Combat reflects this newfound action focus quite a bit. Jill is more tactically trained than Leon or Claire, so she can do more athletic things like the new dodge evade. Time it perfectly, and you get a brief window to pull off a few shots or a few slices with a knife. Time it wrong, and you're lunchmeat.
Things feel a lot less threatening because of Jill's dash ability.
Nemesis is more of a nuisance than an intimating walking wall who hunts you down. The rocket launcher-toting freak still wants your blood and is still a towering monstrosity, but he's no Mr. X. And honestly, I think that's okay. Nemesis fits the bill for what Capcom clearly wanted to deliver with RE3 Remake; he's more of a punctuation mark to the sequences that keep things fresh instead of a wall of text that will wreck your day.
Resident Evil 3 Remake is still very much a RE game, though. There's still puzzles, lots of zombies and merciless mutants who will devour you whole, and a general feeling of being hunted. It has those creepy down-time moments where you must roam and continuously backtrack around creepy areas to find items, flick switches, and solve objectives.
The environments and levels all have that indirect loop-around circular pathing the series is known for, and this time around, the visuals are a lot more dazzling. RE2 was creepier (well, at least until you get to the hospital segment), but RE3 is more well defined, more vivacious, and bombastic.
The areas are clever, uniquely designed, and force you to think and pay attention.
RE3 Remake does channel RE2's darkness, but it doesn't stay there. There are shades of RE2 here - the shadowy sewers with the hulking misshapen beasts who will chew you in half, the blood-soaked streets with their crashed cars, burning mayhem, and half-eaten corpses-but RE3 jumps out of the darkness and into the light quite often.
That's really a good metaphor for the game. It doesn't stay in any one place for too long and is always moving. It was refreshing and made the game feel tremendously cinematic.
It's not until you get to Carlos' segment that the game dives into the darkness again. Carlos arrives at the Raccoon City Police Department HQ, and his sequence sets up RE2's events.

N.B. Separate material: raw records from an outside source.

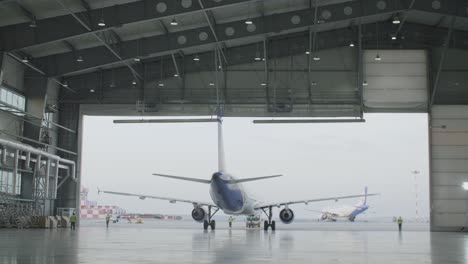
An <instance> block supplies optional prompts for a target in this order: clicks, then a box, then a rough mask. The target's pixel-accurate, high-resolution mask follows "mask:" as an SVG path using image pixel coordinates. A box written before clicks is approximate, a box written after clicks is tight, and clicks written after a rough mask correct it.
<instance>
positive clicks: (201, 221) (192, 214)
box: [192, 207, 206, 222]
mask: <svg viewBox="0 0 468 264" xmlns="http://www.w3.org/2000/svg"><path fill="white" fill-rule="evenodd" d="M192 218H193V220H195V221H197V222H203V220H205V219H206V211H205V209H203V208H201V207H197V208H195V209H193V210H192Z"/></svg>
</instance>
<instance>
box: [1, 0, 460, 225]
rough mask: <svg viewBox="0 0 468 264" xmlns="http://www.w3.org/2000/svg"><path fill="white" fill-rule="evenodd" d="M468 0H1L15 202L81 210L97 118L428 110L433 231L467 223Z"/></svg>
mask: <svg viewBox="0 0 468 264" xmlns="http://www.w3.org/2000/svg"><path fill="white" fill-rule="evenodd" d="M467 31H468V2H467V1H465V0H450V1H449V0H434V1H432V0H431V1H416V0H269V1H267V0H171V1H169V0H102V1H89V0H47V1H36V0H1V1H0V36H1V40H0V51H1V53H2V54H1V56H0V68H1V75H0V76H1V77H0V85H1V87H0V89H1V93H0V112H1V113H0V134H1V140H0V145H1V147H2V148H1V152H2V158H1V178H0V179H1V181H0V187H1V189H0V199H1V201H0V203H3V204H6V203H14V204H19V205H21V206H22V207H21V206H20V207H21V208H22V210H23V211H28V212H26V213H34V214H43V215H52V214H55V213H57V210H58V209H59V208H77V207H79V191H80V177H81V175H80V170H79V169H80V166H79V164H80V142H81V135H82V133H81V132H82V131H81V129H82V127H81V121H82V117H83V115H116V116H117V115H119V116H121V115H142V116H154V115H158V116H174V115H180V116H189V115H211V114H213V113H214V111H215V108H216V104H217V101H219V102H220V103H221V104H222V106H223V111H224V113H225V115H226V116H236V117H239V116H247V117H274V118H286V117H308V118H318V117H322V118H323V117H326V118H335V117H338V118H347V119H352V120H357V121H361V120H362V119H363V118H364V114H365V113H428V114H429V118H430V122H429V127H428V133H429V134H430V137H429V138H430V142H428V144H429V146H430V155H431V157H430V161H431V175H430V194H431V195H430V204H431V213H430V216H431V230H433V231H442V230H453V231H455V230H460V229H461V228H463V227H465V226H466V223H467V212H468V203H467V200H468V192H467V191H466V190H464V189H463V188H462V184H463V182H468V162H467V160H468V63H467V62H468V50H467V47H468V32H467Z"/></svg>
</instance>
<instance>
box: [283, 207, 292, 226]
mask: <svg viewBox="0 0 468 264" xmlns="http://www.w3.org/2000/svg"><path fill="white" fill-rule="evenodd" d="M280 220H281V222H283V223H284V224H290V223H291V222H292V221H293V220H294V213H293V211H292V210H291V209H289V208H284V209H283V210H281V211H280Z"/></svg>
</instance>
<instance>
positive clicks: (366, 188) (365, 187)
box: [363, 186, 367, 205]
mask: <svg viewBox="0 0 468 264" xmlns="http://www.w3.org/2000/svg"><path fill="white" fill-rule="evenodd" d="M363 204H364V205H367V186H366V187H364V203H363Z"/></svg>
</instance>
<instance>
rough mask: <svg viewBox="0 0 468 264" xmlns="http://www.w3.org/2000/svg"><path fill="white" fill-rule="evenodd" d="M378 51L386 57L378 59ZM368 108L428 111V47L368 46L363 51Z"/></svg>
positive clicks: (378, 110) (363, 86)
mask: <svg viewBox="0 0 468 264" xmlns="http://www.w3.org/2000/svg"><path fill="white" fill-rule="evenodd" d="M377 53H378V54H379V55H380V57H381V58H382V60H381V61H376V60H375V57H376V55H377ZM363 56H364V57H363V64H364V65H363V67H364V82H365V83H367V85H364V86H363V91H364V105H365V107H366V111H367V112H425V111H426V110H427V107H426V106H427V101H428V76H427V61H428V58H427V54H426V51H424V50H379V51H377V50H366V51H364V55H363Z"/></svg>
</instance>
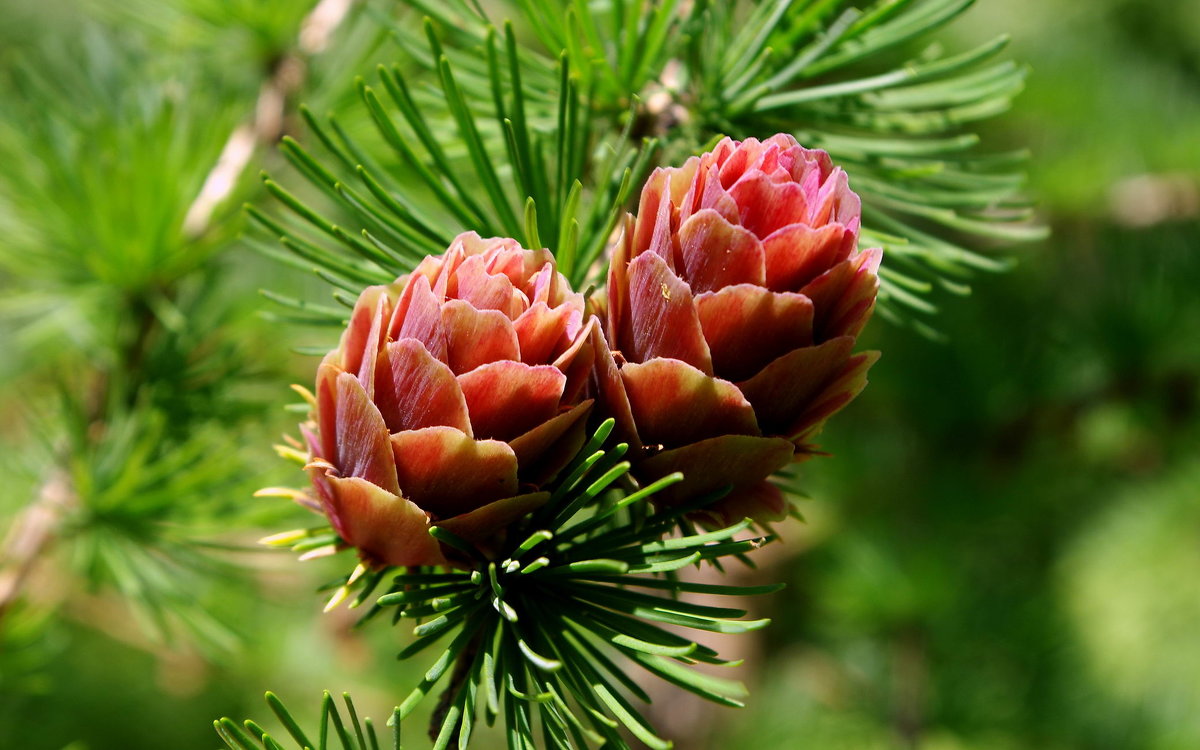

It's a nice little prequel that explains how certain things happened before Leon or Claire show up at the station.
The Carlos gameplay is a lot more terrifying and creepier than Jill's. The hospital portion is actually pretty damn scary, and I found myself suffused in the destroyed clinical atmosphere utterly and completely. There's an air of danger at every corner, and the environments really showcase Capcom's macabre mastery. The scenes are straight out of some of the best horror movies, maybe something from Craven or Carpenter.
Carlos' segments are a nice clash to Jill's heroic stunts. He's the yin to Jill's yang.
When you switch to Carlos, things seem more dire, and his assault rifle creates a kind of thrilling tension as the game serves up tons of walking corpses for you to expertly headshot. But the assault rifle reticle is so to zoom in on that pinpoint that you're trying to make every shot count without getting overrun. There are lots of Walking Dead moments with Carlos, those moments where combat skirts on the edge of total chaos.
There's one scene right out of the old school Night of the Living Dead, where Carlos makes a stand against hordes of zombies. That sequence was a total blast and kept you on your toes.